After going to sleep, Furby will keep advertising his BLE connection. This means, you can wake Furby up even with the sleep mask on or send him updates while he appears to be asleep. He only really shuts off after being disconnected from the App and asleep for a few minutes, but by maintaining the BLE connection you can also keep him awake until the batteries run out.

Missing Name

Even though the name is in the list in the Furby Connect World App and even though it should exist in the regular pattern of possible two-syllable Furby names, you cannot name your Furby Connect "Tay-Tah".

The App

  • The developers' codename for the app seems to be "fluff" and their name for the interaction between Furby and the App seems to be "phygital"
  • The App is written by Exient (the same people that made Angry Birds Go! and a bunch of other mobile games) using their properietary "XGS" technology
  • The developers must have seriously questioned their life choices when writing functions like "CAnalyticsManager::ReceiveFurbyFriendshipFromPooping(int)"


How to gather more information

Here is a list of things you can try to elicit more details about Furby's inner workings:

  • Sniff bluetooth traffic on an Android device (or iOS device) and analyze it with wireshark
  • Use mitmproxy to intercept the App's communication with its servers (see App Update Mechanism for details)
  • Modify and flash custom DLC files in order to understand the meaning of its contents.
  • Reverse engineer the GeneralPlus A1800 codec, e.g. by converting different sample files (silence, sine waves, ...) and comparing their output
  • Measure signals in Furby's crest opening and understand their meaning
  • Figure out which microcontrollers exactly Furby is using.

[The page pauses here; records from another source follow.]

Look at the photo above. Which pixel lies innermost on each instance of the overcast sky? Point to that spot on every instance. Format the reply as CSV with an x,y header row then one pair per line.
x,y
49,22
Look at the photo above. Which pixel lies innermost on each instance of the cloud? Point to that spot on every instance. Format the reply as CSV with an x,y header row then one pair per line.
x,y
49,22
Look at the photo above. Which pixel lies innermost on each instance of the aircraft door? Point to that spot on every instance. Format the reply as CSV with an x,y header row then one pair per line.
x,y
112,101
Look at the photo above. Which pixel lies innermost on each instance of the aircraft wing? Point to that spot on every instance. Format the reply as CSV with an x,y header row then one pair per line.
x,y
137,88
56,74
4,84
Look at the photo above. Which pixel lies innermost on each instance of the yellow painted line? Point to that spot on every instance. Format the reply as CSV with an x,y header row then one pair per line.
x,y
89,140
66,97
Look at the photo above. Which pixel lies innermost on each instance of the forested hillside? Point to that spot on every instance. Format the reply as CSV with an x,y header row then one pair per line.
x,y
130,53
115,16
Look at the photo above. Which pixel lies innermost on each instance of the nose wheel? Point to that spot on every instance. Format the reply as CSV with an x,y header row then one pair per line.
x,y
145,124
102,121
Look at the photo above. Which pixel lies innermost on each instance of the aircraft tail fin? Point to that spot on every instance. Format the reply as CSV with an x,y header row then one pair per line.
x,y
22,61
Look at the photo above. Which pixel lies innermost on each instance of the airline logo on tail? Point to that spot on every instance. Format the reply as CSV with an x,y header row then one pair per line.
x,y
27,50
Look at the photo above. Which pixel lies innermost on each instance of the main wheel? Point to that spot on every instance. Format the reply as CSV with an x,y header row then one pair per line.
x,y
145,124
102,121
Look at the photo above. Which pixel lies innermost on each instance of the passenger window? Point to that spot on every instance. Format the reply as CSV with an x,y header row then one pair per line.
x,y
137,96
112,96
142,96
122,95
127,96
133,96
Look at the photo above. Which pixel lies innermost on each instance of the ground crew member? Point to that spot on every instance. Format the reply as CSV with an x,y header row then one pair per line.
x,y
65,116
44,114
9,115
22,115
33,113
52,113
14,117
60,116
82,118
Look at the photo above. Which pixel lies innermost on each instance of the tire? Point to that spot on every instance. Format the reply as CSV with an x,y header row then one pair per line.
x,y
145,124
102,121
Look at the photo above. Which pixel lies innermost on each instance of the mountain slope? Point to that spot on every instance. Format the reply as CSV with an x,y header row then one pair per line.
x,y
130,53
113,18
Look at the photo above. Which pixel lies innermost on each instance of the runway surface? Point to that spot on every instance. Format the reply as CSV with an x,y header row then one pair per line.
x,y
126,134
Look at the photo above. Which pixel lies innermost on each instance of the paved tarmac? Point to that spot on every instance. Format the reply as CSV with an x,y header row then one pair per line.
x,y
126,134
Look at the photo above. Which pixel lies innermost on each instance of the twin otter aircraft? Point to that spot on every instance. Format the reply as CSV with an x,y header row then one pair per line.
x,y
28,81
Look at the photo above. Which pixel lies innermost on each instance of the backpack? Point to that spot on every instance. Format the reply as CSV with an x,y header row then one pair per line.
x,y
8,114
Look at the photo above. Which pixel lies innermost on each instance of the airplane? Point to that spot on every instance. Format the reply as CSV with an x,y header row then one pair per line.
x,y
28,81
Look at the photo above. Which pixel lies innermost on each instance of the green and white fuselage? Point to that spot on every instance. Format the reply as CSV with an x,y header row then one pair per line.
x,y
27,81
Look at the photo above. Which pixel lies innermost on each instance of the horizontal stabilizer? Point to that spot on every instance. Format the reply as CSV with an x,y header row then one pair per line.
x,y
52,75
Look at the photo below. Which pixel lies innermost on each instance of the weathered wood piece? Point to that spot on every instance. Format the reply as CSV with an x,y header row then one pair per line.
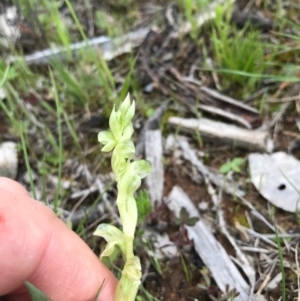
x,y
226,133
107,47
209,249
154,153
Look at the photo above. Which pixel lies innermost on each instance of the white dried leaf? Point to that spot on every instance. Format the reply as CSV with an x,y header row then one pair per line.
x,y
277,178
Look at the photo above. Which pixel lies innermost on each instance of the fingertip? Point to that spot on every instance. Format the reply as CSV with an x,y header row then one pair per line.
x,y
12,186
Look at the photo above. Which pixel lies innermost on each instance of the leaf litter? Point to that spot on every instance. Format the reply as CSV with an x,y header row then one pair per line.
x,y
228,248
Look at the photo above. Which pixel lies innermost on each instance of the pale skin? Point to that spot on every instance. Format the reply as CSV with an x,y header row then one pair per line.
x,y
37,247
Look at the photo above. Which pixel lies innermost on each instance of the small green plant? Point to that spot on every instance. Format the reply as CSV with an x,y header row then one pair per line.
x,y
239,53
234,165
128,175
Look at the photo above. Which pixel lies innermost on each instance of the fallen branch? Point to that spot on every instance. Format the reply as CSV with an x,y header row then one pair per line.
x,y
225,133
212,253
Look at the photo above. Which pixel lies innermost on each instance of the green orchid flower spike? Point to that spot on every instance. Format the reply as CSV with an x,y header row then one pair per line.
x,y
128,175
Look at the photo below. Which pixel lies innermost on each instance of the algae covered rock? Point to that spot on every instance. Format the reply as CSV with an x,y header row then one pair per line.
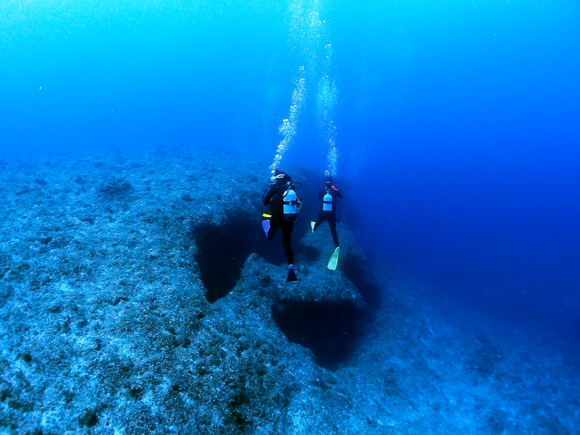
x,y
107,325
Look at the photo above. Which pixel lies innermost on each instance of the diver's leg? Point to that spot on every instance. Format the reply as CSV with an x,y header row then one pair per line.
x,y
273,227
318,221
332,223
286,236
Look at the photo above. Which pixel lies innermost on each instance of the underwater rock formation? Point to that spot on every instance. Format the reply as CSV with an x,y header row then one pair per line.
x,y
138,294
106,324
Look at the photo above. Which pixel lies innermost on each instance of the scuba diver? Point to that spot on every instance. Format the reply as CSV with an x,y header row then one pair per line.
x,y
329,197
283,203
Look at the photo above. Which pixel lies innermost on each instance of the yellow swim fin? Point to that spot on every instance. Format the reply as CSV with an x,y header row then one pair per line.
x,y
333,263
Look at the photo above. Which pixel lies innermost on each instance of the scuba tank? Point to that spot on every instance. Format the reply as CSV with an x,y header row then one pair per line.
x,y
327,202
290,205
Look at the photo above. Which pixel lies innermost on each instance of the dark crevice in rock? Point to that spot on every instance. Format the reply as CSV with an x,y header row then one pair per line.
x,y
223,249
330,331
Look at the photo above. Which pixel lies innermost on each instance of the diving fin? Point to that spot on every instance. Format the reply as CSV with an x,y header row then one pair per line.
x,y
291,274
333,262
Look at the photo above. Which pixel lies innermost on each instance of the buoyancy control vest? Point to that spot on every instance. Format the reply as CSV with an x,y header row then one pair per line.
x,y
327,202
290,205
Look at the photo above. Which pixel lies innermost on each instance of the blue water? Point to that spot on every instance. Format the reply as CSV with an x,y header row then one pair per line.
x,y
458,122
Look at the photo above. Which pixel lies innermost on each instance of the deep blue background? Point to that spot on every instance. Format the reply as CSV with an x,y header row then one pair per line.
x,y
458,122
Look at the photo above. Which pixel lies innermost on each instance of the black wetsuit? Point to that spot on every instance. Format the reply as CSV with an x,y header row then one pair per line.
x,y
275,198
330,216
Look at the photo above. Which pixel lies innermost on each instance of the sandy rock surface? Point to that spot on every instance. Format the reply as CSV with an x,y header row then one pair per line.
x,y
138,294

To be shure, this would probably mean opening one up though :(


If you have any information on the following (or different) subjects, I'd be very interested in hearing from you:

  • How are the DLC files structured? How can we control Furby's movement during his action sequences?
  • How does the A1800 codec actually work? It appears to use some FFT processing, but how are the fourier coefficients stored?
  • Understand more Bluetooth commands and responses with all their parameters
  • A full list of action sequences. I'd be especially interested in the action that triggers the "Too Hot Chilli LCD" animation, since this animation is part of the DLC file.
  • What is the sleep mask port for? Can we execute code from a ROM chip in that port?
  • Is there a firmware update functionality on the Furby Connect and how can we exploit this to execute our own code?